OS-Copilot
Type: ../types/agent-memory-system-review.md · Status: current · Tags: related-systems, trace-derived
OS-Copilot is the open-source codebase behind FRIDAY, a generalist computer-use agent for Linux and macOS from the OS-Copilot project. The reviewed implementation is less a broad knowledge base than a task agent with an accumulated executable tool library: it decomposes OS tasks, retrieves existing tools, generates and repairs code, judges completed subtasks, and stores high-scoring Python tools for later vector retrieval.
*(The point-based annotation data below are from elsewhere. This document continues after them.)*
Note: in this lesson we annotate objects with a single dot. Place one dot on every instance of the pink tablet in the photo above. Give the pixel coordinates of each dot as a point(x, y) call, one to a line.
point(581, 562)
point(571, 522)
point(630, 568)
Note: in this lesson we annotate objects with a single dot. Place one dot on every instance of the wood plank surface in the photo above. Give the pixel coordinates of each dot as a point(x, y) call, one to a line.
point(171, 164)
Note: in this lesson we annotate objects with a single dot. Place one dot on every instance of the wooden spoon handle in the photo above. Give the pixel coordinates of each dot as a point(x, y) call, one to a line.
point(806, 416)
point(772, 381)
Repository: https://github.com/OS-Copilot/OS-Copilot
Reviewed commit: https://github.com/OS-Copilot/OS-Copilot/commit/f720af8807e49a92dda64572d2c6bc6c0ac7ee7e
Core Ideas
The memory object is a generated tool, not a note. The durable store is oscopilot/tool_repository/generated_tools/: generated_tools.json, per-tool code files, per-tool description files, and a Chroma vector database. ToolManager.add_new_tool(...) writes all four surfaces and persists the vector index; retrieval returns tool names by embedding similarity over tool descriptions, then fetches descriptions or code from the JSON-backed map (tool_manager.py, generated_tools.json).
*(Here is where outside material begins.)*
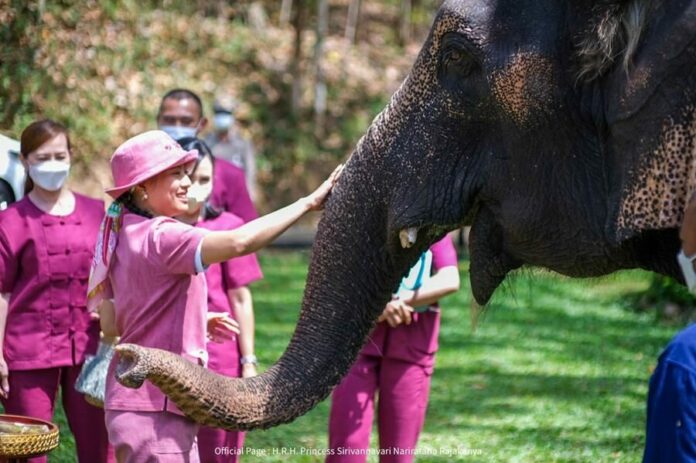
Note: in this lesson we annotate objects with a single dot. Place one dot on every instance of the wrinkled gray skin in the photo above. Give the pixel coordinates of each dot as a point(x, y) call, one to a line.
point(561, 131)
Planning is a typed DAG over OS actions. FridayPlanner.decompose_task(...) prompts the LLM to produce JSON subtasks with description, dependencies, and type, then builds an ActionNode graph and topologically sorts unfinished nodes. The types are execution modes rather than knowledge types: Python, Shell, AppleScript, API, and QA (friday_planner.py, friday_pt.py).
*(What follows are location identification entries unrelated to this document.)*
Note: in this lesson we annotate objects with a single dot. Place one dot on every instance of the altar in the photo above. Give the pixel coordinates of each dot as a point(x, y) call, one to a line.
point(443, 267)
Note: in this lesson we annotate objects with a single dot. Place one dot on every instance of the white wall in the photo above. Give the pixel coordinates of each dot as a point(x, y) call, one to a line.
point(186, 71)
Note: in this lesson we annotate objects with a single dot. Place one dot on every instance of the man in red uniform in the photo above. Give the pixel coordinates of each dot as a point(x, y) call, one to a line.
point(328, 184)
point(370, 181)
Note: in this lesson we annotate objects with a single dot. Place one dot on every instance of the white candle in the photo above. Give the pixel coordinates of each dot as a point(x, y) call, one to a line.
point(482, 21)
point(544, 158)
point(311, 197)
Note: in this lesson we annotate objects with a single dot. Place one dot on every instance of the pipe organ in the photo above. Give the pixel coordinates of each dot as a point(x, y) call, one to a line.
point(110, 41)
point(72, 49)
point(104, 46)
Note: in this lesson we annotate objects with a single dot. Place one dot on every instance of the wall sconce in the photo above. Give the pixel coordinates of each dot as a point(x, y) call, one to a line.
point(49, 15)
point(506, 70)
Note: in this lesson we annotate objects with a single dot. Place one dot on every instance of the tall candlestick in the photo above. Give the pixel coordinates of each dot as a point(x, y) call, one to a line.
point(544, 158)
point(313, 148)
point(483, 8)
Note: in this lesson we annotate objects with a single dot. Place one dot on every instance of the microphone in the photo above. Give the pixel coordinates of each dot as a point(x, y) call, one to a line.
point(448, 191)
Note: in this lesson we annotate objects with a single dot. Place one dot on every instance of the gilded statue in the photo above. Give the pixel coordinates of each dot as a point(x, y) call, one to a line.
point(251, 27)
Execution uses the operating system as the feedback surface. FridayExecutor.generate_tool(...) asks the LLM for code and invocation logic, execute_tool(...) runs it through the unified Env, and judge_tool(...) sends the code, output, error, working directory, directory listing, and downstream task needs back to the LLM for a Complete / Amend / Replan judgment plus a 1-10 generality score (friday_executor.py, env.py).
Self-refinement is local repair plus optional replanning, with a promotion-path bug. FridayAgent.self_refining(...) interprets the judge status. Amend enters a bounded repair loop, regenerating code from the critique and execution state. Replan retrieves relevant tools from the critique, asks the planner to add new tasks, and re-sorts the graph. A Python subtask is stored only when it completes and its generality score meets config.score, default 8, but the inspected code passes the pre-repair code variable to store_tool(...) even after repairing(...) returns revised code. That means initial-success paths promote the successful code, while repair-success paths appear able to promote the original failed version (friday_agent.py, config.py).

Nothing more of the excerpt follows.